MELISSA: 10 years of Research, Results, Status and Perspectives 2000-01-2378
Initiated in March 1989, the MELISSA (Micro-Ecological Life Support Alternative) has been conceived as a micro-organisms and higher plants based ecosystem intended as a tool to gain understanding of the behaviour of artificial ecosystems, and for the development of the technology for a future biological life support system for long term manned space missions, e.g. a lunar base or a mission to Mars.
The collaboration was established through a Memorandum of Understanding and is managed by ESA/ESTEC. It involves several independent organisations: IBP Orsay (F), University of Ghent (B), University of Clermont Ferrand (F), VITO Mol (B), ADERSA (F), University “Autonoma” of Barcelona (E), University of Guelph (CND). It is co-funded by ESA, the MELISSA partners, the Spanish (CIRIT and CICYT) and Canadian (CRESTech) authorities. The driving element of MELISSA is the recovering of edible biomass from waste (faeces, urea), carbon dioxide and minerals. Based on the principle of an “aquatic” ecosystem, MELISSA comprises 5 compartments from the anoxygenic fermenter up to the photosynthetic one (algae and higher plants). The choice of this compartmentalised structure is required by the very high level of space safety requirements and justified by the possibility to use an engineering approach and to built deterministic control strategy.
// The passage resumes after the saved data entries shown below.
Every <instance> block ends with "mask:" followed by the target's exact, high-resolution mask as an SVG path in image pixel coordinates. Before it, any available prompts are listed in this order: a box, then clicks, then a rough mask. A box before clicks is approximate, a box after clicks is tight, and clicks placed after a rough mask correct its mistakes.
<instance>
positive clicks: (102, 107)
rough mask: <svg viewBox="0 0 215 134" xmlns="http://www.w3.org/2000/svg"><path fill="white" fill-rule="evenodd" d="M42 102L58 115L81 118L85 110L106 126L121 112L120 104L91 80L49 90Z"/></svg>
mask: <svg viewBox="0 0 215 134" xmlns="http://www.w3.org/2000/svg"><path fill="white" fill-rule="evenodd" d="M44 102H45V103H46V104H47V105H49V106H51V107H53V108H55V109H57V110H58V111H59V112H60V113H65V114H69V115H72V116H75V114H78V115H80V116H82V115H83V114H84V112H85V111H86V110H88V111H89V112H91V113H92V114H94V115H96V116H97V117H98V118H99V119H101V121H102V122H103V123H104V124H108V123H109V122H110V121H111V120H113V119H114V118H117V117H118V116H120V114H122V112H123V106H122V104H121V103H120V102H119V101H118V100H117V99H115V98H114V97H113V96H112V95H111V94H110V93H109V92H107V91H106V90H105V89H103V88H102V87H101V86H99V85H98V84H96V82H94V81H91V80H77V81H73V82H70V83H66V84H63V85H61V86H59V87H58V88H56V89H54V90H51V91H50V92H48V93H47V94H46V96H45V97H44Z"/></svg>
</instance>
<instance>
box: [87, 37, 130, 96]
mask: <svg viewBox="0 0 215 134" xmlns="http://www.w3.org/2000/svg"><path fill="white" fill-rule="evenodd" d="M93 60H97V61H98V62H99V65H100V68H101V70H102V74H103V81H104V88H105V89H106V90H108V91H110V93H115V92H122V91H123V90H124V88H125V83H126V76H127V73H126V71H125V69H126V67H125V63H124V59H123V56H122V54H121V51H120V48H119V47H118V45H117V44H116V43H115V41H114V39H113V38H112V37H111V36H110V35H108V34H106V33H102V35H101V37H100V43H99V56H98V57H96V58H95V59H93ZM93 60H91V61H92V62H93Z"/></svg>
During the past 10 years a very progressive approach has been developed to understand and control the MELISSA loop. This approach starts from the selection of the microbial strains and higher plant crops, their characterisation and mathematical modelling, up to the demonstration on Earth, at pilot scale.
In this paper, we recall the main concepts of MELISSA, as well as the main objectives. A survey of the main results is presented and the main orientations are justified. At the end the new topics of research as well as preliminary development schedule will be exposed.